センセーショナルなタイトルではあるが、おそらく放送や広告に携わっている人たちが薄々感じとってきた危機感をそのままテーマにしている本だ。
テレビは4大媒体のうち抜群のパワーをもって、高度成長を支えてきた。マスメディアの“マス”を体現していた。もちろんテレビのもつ影響力が近い将来劇的に減少するということもないだろう。ただその視聴形態は大きく変わってくる。
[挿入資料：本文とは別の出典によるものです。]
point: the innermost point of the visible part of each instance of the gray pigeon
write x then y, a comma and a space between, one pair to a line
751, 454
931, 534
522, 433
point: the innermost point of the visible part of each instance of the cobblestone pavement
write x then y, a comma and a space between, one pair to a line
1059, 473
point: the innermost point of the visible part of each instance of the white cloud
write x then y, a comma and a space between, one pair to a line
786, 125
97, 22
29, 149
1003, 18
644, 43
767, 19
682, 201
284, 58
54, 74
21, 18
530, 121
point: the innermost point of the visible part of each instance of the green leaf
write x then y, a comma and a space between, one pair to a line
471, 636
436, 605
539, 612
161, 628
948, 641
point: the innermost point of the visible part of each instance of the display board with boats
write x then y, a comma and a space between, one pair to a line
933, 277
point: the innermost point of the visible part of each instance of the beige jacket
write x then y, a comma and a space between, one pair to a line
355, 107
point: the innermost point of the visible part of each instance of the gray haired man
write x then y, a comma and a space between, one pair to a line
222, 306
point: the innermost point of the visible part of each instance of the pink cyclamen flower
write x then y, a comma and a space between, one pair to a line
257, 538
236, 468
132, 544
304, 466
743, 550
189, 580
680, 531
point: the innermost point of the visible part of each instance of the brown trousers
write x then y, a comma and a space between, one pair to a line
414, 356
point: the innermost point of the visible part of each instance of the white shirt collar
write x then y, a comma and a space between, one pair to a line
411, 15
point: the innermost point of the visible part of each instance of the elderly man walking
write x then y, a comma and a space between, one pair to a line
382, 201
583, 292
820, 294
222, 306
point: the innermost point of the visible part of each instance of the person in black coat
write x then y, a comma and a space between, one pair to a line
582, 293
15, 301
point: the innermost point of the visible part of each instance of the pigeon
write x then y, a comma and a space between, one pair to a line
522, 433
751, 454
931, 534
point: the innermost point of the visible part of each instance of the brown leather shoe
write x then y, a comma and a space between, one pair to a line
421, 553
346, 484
テレビはメディアとしての“マス”の役割を終え(というよりマスメディアと呼ばれる巨大な媒体がすでになくなりつつある)、これからはミドルメディアとして位置づけられて、インターネットやソーシャルメディアと友好的な関係を築いていくであろうというのが著者の論。大きな成長を終えたところにマスは不要ということだ。
当然クリエイティブのあり方も変わってくる。100案のアイデアを30時間かけて1案に絞り込む、そんなやり方は成長を前提とできない今日にあってはムダな要素が多すぎる。少数精鋭でコンパクトな議論でパパッと決めて進めていく、そう変えていかなければならないという。
しかしながらプロアマ混淆の映像コンテンツ氾濫の時代にあって、コンテンツ制作の環境も激変することが必至だ。これまで以上にスピードとセンスが求められ、しかも作業規模はコンパクトになっていく。ビジネスとしての将来が不透明ななか、劣悪な作業現場に身を投じる若者たちははたしているのだろうか。
テレビの将来は見えてきた。しかし映像コンテンツを底辺で支える人たちの明日はまだ見えていない。